2005年12月28日(水)「しんぶん赤旗」

主張

診療報酬引き下げ

安心できる医療体制に逆行


 政府は来年度予算案で、医師の技術料など診療報酬本体で1・36%、薬価・医療材料で1・8%、合わせて3・16%という、過去最大の引き下げをもりこみました。これによる医療費の削減で、国の財政は二千四百億円節約できるとしています。

 診療報酬は、公的保険制度のもとで、診療の対価として医療機関に支払われる価格ですが、医療機関の経営だけでなく、医療のあり方に大きな影響を与えるものです。

■現場は課題が山積

 いま医療をめぐって、安全対策、地方での医師確保、限界状態の看護師の労働条件の改善など、課題が山積みしています。日本共産党が国会でも取り上げたように、新卒看護師の十二人に一人が多忙や医療事故の不安から退職している現状は、医療現場の危険信号といえます。
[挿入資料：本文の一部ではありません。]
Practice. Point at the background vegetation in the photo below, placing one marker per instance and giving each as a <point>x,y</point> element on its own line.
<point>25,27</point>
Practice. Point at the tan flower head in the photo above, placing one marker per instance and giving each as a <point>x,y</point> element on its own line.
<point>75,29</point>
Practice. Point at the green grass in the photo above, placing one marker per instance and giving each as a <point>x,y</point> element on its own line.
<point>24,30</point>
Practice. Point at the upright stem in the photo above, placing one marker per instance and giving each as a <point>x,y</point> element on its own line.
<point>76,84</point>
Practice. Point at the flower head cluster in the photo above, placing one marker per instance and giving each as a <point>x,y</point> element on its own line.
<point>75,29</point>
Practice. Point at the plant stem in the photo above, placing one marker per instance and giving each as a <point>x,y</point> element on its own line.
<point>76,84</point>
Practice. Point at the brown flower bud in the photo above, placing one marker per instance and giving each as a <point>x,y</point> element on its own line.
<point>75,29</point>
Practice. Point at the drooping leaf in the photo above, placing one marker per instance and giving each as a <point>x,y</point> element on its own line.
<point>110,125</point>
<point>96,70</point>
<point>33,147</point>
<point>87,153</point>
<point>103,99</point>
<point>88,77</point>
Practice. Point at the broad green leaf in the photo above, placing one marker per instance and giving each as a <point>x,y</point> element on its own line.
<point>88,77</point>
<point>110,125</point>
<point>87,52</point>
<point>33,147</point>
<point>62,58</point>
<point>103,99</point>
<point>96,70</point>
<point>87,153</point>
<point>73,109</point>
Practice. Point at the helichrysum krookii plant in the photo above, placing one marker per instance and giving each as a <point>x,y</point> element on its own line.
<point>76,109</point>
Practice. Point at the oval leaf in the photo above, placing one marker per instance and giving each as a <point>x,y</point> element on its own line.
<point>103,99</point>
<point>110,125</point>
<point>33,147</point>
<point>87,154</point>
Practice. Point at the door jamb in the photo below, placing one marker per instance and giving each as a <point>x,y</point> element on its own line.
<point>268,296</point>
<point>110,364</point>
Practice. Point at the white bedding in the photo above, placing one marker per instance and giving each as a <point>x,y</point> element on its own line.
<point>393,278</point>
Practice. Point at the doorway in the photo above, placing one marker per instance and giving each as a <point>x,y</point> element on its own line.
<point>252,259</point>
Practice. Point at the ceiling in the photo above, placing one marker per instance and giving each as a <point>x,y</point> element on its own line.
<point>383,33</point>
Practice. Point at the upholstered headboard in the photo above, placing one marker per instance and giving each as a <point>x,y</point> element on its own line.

 今回の改定案では救急、小児科、産科、麻酔科などは引き上げるとしています。緊急に手を打つべき分野として当然ですが、その他の分野の削減はいっそう大幅になります。診療報酬引き下げが、医療の直面する課題にこたえるどころか、逆行することになることは明らかです。

 二〇〇二年にも診療報酬本体1・3%、合計で2・7%のマイナス改定がおこなわれました。それによって赤字や倒産の医療機関が増えたのをはじめ、医療現場が大混乱し、その年の内に再診料の削減や手術料減額について手直しせざるを得なかったのです。

 “医療改革で高齢者が負担増になるから、医療機関も痛みを”などと宣伝されています。しかし、医療機関の収入減に対応して、保険外診療の活用により、患者に「応分の負担をしていただく」(社会保障制度審議会部会)という方向が示されています。差額ベッドや薬、技術の保険外診療がひろげられ(混合診療)、国が削った分を患者負担にまわす構図が描かれています。

 小泉首相は、医療費を抑える「改革」は、「国民が負担可能な範囲」にするためと言います。しかしわが国の社会保障の現状は、対GDP(国内総生産)比でヨーロッパ諸国に比べていまなお低い水準です。「抑制しなければ経済も財政も破綻(はたん)するかのような脅しに根拠はない」(日本共産党第二十四回大会決議案)のです。

 わが国は、企業の税、社会保険料の負担が対国民所得比でドイツの七割、フランスの五割にとどまっており、これが社会保障の遅れにもつながっています。

 財界は、「社会保険料の会社負担分をなくせ」などといって、当然の負担に真っ向から反対しています。医療費抑制のねらいは大企業の負担軽減にあります。こんな財界言いなりの「改革」を許せません。

 もちろん、医療財源をムダなく活用していくことは重要です。そのためにも国際的にも異常な高薬価や高額医療機器の抜本的な引き下げが必要です。この点で驚くべきことは、アメリカの〇四年「年次改革要望書」が、日本にたいし「薬価はメーカーの希望価格で」「米国業界の不利益な変更はされないこと」など、公然と医療費のつり上げを求めていることです。こうした不当な介入もはねのけなければなりません。

■医療の切り捨て撤回を

 国の予算でも、公共事業のムダづかいなどをあらためれば、いまからでも医療に必要な財源は確保できます。日本共産党は、国民を苦しめる患者負担増や診療報酬引き下げの撤回を求め、安心できる医療体制を確立するため力を尽くします。